Judge Brett Cullum thinks he's turning Japanese, he thinks he's turning Japanese, he really thinks so!
A triple bill of monster moths, melting mutants, and mini aliens.
Toho studios is known for two things in America—a big green lizard we call Godzilla and the artistic works of Akira Kurosawa (Seven Samurai). If you asked the common man on the street which one he prefers or is most familiar with, I would bet money on the giant stomper of Tokyo. The studio cranked out tons of lesser known science fiction B-movies which Columbia Pictures distributed to the Western world without much fanfare. Often these films would be allegories for "bad things" the United States had imported to postwar Japan, but fans Stateside never saw that angle too well. To most of us "white devils" these were simple romps about atomic nightmares with laughable yet striking special effects. I grew up on a steady diet of Toho productions thanks to Sunday afternoon creature features on television decades after they were made. Icons of Sci-Fi: Toho Collection gathers together a triple bill of giant moths, alien invaders, and mysterious mutants to remind us of the glorious days when Japan cranked out cheesy science fiction for the world to marvel over.
Facts of the Case
Battle in Outer Space
You could compare all three of these films to Western science fiction classics with Mothra becoming a feminized version of King Kong, Battle in Outer Space offering a Japanese take on War of the Worlds, and The H-Man reinterpreting The Blob. Most people will get this collection to acquire a new print and DVD of Mothra, a favorite in the Toho cannon of monster epics. It is the standout selection of the trio, having the most effective story and what Toho is famous for—the kaiju eiga ("monster movie") which most people associate with Japan. In addition this set offers two films that contrast the creature feature with more traditional science fiction. All of the trio are worth a look, and I found each to be fast paced and good natured fun. You've got a monster movie, an invasion space opera, and a noir influenced glowing gangster film.

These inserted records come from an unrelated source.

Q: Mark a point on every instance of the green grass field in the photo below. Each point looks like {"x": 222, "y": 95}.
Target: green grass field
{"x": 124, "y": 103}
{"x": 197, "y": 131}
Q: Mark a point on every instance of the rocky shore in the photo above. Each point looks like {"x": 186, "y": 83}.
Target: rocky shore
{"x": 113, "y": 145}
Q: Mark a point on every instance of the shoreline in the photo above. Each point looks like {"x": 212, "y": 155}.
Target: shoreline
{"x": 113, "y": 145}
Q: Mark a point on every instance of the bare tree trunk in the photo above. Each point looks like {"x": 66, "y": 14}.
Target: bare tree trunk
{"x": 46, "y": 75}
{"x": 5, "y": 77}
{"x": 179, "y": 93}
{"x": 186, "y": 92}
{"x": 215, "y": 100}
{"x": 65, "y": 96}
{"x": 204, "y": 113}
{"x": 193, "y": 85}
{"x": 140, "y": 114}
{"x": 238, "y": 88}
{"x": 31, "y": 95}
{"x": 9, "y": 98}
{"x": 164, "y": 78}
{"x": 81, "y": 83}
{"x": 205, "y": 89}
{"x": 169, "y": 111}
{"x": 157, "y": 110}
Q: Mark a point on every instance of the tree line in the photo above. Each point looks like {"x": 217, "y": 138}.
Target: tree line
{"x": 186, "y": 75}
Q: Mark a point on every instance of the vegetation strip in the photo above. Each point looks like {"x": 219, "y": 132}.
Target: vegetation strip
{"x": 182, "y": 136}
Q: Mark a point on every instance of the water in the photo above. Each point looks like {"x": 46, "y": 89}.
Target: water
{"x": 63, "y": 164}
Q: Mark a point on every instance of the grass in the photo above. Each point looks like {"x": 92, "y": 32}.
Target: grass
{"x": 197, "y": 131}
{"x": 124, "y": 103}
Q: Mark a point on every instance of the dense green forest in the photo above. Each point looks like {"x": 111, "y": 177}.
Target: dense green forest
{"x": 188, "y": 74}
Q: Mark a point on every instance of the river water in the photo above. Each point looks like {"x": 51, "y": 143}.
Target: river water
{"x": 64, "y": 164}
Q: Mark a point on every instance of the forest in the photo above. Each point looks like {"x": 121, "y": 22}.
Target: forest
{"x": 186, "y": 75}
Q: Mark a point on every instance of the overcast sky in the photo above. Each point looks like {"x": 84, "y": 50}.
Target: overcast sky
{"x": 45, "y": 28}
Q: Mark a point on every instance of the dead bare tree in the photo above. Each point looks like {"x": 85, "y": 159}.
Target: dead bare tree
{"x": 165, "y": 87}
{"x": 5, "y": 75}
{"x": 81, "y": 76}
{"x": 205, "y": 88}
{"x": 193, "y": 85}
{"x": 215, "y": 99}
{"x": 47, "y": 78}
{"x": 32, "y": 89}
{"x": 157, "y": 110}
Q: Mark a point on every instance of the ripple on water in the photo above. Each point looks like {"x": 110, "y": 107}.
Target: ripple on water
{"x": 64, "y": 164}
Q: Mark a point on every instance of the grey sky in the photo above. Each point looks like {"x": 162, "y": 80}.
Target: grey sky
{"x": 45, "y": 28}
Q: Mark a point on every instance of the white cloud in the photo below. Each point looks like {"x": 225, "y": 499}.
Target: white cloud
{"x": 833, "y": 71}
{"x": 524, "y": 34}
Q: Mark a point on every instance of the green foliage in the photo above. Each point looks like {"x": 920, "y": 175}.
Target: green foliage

Sony has done an excellent job with all three films for this DVD release. We get the original widescreen aspect ratios (Toho-vision!) as well as both the United States and Japanese versions. It's a Toho completist's dream come true! Previously we had only seen these films released on very poor VHS copies that only offered fullscreen Americanized cuts. There are still a lot of scratches and grain to be found, but that is part of the charm of these types of films. When the effects are done with matte paintings, models, and overlays you don't need a pristine digital transfer to ruin all the fun. We get both Japanese and English versions of all three films which means extra footage in some places. Mothra gets almost a full ten minutes added when you watch the original language version, H-Man gets seven extra, and Battle in Outer Space is the same length no matter which version you chose. You can either read subtitles or listen to the Western dub. Fans will really want to see both, because it changes the tone just a little depending on which one you watch. It doesn't look like this is done with branching at all, and each film is transferred twice on to the disc in its entirety.
Extras include commentary by two authors who have written books about Toho and Japanese monster movies, Steve Ryfle and Ed Godziszewski. Apparently the two men are preparing to publish a biography of Japanese director Ishiro Honda as a joint effort. They talk over the English language print of Mothra, and both versions of Battle in Outer Space. The two men offer significant information on the productions, and even call other participants on the phone during the commentary to add color and authenticity. These are two of the best commentaries I have heard this year for DVD. H-Man only offers some previews as its sole supplement.
The Rebuttal Witnesses
Oddly enough the worst thing about the set is the packaging. All three films are presented on single discs that are stacked on one spindle in a single disc case. Yep, the side that plays for one disc is resting on the label of another. It is amazing there are not massive issues with them scratching each other. Fans are up in arms about it, and it looks strange and cheap when you open the box. I've also heard rumblings that the subtitles on Battle in Outer Space sometimes don't work so well, coming on during the English dub or popping up when nobody is speaking. My advice is to check the discs carefully once you make a purchase, and keep that receipt handy in case you have any issues.
Icons of Sci-Fi: Toho Collection is one of the best film sets offered up this year. Unfortunately, it's housed in some of the worst packaging I've seen. Three DVDs stacked up on top of one another would seem to encourage scratches and other issues. Still, the content is worth the risk considering you get US and Japanese versions along with excellent commentaries. It's hard to resist a smile once the Peanuts start singing the Mothra song which brings the angry wrath of a butterfly moth on Tokyo. Toho Studios may have brought us classics from celebrated directors like Kurosawa, but they will probably be more fondly remembered for their contribution of cheesy B-grade science fiction and monster movies. There's an art on display, even if it is a creative use of toy trains and rubber suits.
Guilty of making me feel like I'm six years old again watching Creature Feature, but this time I see the whole picture and get a lecture to boot.